So the garden parties and the study groups and the services went on just as before. Faith (and the irony of her name did not escape her) also took part in all the church services just as she had always done. Singing the hymns and saying the prayers and taking Holy Communion. She did not even think she was a hypocrite. It was somehow as if she were desensitised to her own thoughts and feelings and behaviour. She was moving through her own life in a strange trance. Was she suffering from depression? Was she going mad? She did not ask herself these questions. She went to funerals where everyone professed to be ‘in sure and certain hope’ of the life to come. Saying Grace at meals. Wearing the gold cross Christopher gave her when they were courting. Lighting the votive lamp before the little statue of Mary bought long ago in Austria. Opening the ladies’ meetings with a prayer. Smiling. Laughing. Praying. Being.

Occasionally it occurred to her to wonder about the meaning of good and evil. She wondered about the soul of Zoë Alice. But if she didn’t believe in anything any more, what meaning did the baby’s soul have? Félicité et Perpétue grew more and more dense and blossomed like a cloud in summer. Sometimes Faith thought that perhaps her faith might return, that this place where she now found herself was in fact the dark night of the soul. She still read and loved the poetry of St John of the Cross. She might come through, come out of her dark night, be strengthened, illuminated. But she was not worried, went blithely on as the wife of the rector.

She cast her gaze on such lovely things as the sunlight on the drop of water on the tip of leaf, she inhaled the primrose perfume of Zoë’s rose, and she knew that she was observing and participating in the good. This knowledge gave her a soft melody of pleasure. She appeared to live her own life in a gesture of grace.

‘Faith takes such joy in simple things,’ Christopher would say to people, speaking with fondness and approval.

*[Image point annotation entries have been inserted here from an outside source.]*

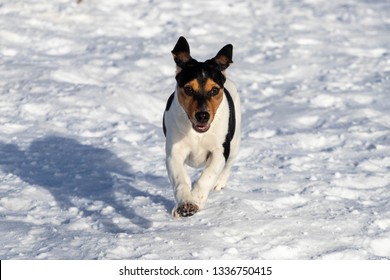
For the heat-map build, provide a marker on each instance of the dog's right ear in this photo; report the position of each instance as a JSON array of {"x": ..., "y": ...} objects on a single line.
[{"x": 181, "y": 53}]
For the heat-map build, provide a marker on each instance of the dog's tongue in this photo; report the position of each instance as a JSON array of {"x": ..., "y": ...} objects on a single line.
[{"x": 201, "y": 127}]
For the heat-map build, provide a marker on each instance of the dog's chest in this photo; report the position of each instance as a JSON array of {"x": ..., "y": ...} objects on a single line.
[{"x": 198, "y": 154}]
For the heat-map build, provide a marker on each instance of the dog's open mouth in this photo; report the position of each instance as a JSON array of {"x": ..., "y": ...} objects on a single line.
[{"x": 201, "y": 127}]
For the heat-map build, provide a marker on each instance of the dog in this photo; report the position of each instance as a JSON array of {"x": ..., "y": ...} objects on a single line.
[{"x": 201, "y": 124}]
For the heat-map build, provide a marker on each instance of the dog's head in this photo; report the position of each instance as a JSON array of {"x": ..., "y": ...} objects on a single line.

Faith sometimes felt that she moved through life as if in a fairytale, feet just above the ground, obeying magical rules, following a story that framed her and sustained her. Where once she had prayed in the private silence of her mind and heart, formal prayers, informal prayers, requests, acknowledgements, now she found herself expressing wishes and desires. And these, the wishes and desires and prayers, all seemed to be really much the same in effect. Some wishes came true, as some prayers had been answered.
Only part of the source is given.